Pharmaceutical form. Chewable tablets.
Main physicochemical properties: greyish-brown tablets with speckles, round-shaped with a flat surface, a score line and beveled edges.
Pharmacotherapeutic group. Expectorant agents.
ATC code R05C A05.
Pharmacological properties.
Mucaltin® Forte is an effective expectorant whose action is provided by its secretolytic and broncholytic properties. The drug exerts a moderate antitussive effect, reduces the number of coughing episodes and their intensity. It normalizes altered bronchopulmonary secretion and improves sputum expectoration: decreases its viscosity and adhesive properties, facilitates movement of sputum from the lower to the upper respiratory tract, and promotes its expulsion.
Mucaltin® Forte is non-toxic and does not produce local irritant effects.
Clinical characteristics.
Indications.
Cough associated with acute and chronic respiratory tract diseases: bronchitis, pneumonia, bronchiectasis, bronchial asthma.
Contraindications.
Hypersensitivity to mucaltin or to any of the excipients of the medicinal product.
Interaction with other medicinal products and other forms of interaction.
Currently, there is no information available on drug interactions with Mucaltin® Forte. It should not be administered concurrently with cough suppressants (e.g., codeine).
The product may be taken simultaneously with other antitussive and expectorant agents.
Special precautions.
In some patients with chronic inflammatory lung diseases, at the beginning of treatment with Mucaltin® Forte, sputum viscosity may increase due to the release of accumulated sputum in the bronchial tree containing a large amount of debris, proteins, and inflammatory elements. Therefore, in cases of diffuse bronchial lesions, significant changes in the physicochemical properties of sputum, and impaired mucociliary transport, therapy with Mucaltin® Forte should be combined with mucolytic agents (e.g., bromhexine).
The medicinal product contains sucrose, which should be taken into account in patients with diabetes mellitus.
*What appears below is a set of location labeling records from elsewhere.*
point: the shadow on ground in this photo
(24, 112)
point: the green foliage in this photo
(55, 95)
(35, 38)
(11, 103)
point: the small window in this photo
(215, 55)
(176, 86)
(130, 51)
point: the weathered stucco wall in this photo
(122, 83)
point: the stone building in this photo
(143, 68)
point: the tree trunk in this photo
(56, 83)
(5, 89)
The drug should also not be administered to patients with such rare hereditary conditions as fructose intolerance, glucose-galactose malabsorption syndrome, or sucrase-isomaltase deficiency.
Due to the presence of aspartame, the medicinal product must not be used in patients with phenylketonuria.
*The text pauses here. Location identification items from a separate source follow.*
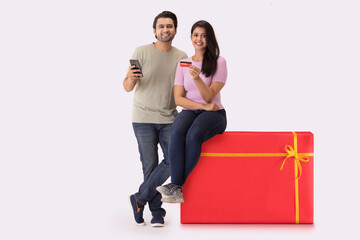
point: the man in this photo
(154, 110)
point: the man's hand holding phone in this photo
(134, 73)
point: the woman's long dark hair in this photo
(212, 51)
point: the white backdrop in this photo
(68, 156)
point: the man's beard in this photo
(168, 39)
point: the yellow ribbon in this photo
(290, 152)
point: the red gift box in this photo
(252, 177)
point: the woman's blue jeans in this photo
(190, 129)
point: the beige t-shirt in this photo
(154, 92)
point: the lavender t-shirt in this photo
(184, 78)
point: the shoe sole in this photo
(157, 224)
(160, 190)
(137, 224)
(171, 200)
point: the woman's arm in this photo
(208, 93)
(219, 78)
(181, 100)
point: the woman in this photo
(197, 90)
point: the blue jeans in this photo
(148, 136)
(190, 129)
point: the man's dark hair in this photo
(165, 14)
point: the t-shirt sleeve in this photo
(179, 76)
(221, 72)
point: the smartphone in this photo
(185, 64)
(134, 62)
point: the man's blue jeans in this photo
(190, 129)
(148, 136)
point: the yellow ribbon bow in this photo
(298, 158)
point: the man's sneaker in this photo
(174, 197)
(138, 212)
(157, 221)
(166, 189)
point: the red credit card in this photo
(185, 64)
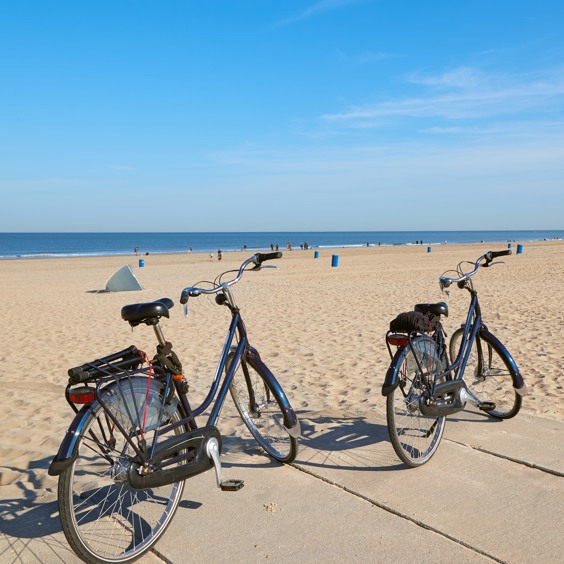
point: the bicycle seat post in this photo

Use during pregnancy or breastfeeding.
There is no experience with the use of the drug during pregnancy or breastfeeding.
Ability to influence reaction rate when driving or operating machinery.
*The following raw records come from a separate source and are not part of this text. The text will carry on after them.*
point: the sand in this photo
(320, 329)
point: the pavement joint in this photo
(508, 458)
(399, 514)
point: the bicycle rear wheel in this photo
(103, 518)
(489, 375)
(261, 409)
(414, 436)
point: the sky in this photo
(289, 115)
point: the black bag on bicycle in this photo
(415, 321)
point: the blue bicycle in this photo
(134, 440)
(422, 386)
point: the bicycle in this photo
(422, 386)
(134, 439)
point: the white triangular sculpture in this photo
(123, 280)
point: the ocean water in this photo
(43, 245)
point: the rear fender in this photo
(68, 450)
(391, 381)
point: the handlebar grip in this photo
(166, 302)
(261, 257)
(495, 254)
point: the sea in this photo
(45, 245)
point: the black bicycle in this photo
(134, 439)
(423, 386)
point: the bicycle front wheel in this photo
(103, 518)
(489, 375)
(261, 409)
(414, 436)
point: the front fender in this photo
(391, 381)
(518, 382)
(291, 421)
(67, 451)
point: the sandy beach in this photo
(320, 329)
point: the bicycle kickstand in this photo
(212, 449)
The drug does not affect the ability to drive or operate other machinery.
Dosage and Administration.
For adults and children aged 12 years and older: 1 tablet 3–4 times daily, taken before meals. The tablets should be chewed and washed down with a small amount of water.
Single dose for children aged 3 to 12 years: 1 tablet.
The duration of treatment is determined individually by a physician depending on the form of the disease and usually lasts from 7 days to 1–2 months.
Children.
The drug is contraindicated in children under 3 years of age.
Overdose.
Overdose is not possible when the recommended therapeutic doses are used. With prolonged use or overdose, nausea and vomiting may occur. Treatment is symptomatic.
Side effects.
In some cases, allergic reactions are possible, including urticaria and itching.
If any adverse reactions occur, discontinue use of the medication and consult a physician.
Shelf life. 2 years.
Storage conditions.
Store in the original packaging at a temperature not exceeding 25 °C. Keep out of reach of children.
Packaging.
Tablets, 10 in a blister pack, 2 or 10 blisters per carton.
Availability. Over-the-counter (without prescription).
Manufacturer.
JSC "Kyivmedpreparat".
Manufacturer's address.
139 Saksaganskogo Street, Kyiv, 01032, Ukraine.
Marketing Authorization Holder.
JSC "Halychpharm".
Address of the Marketing Authorization Holder.
6/8 Opryshkivska Street, Lviv, 79024, Ukraine.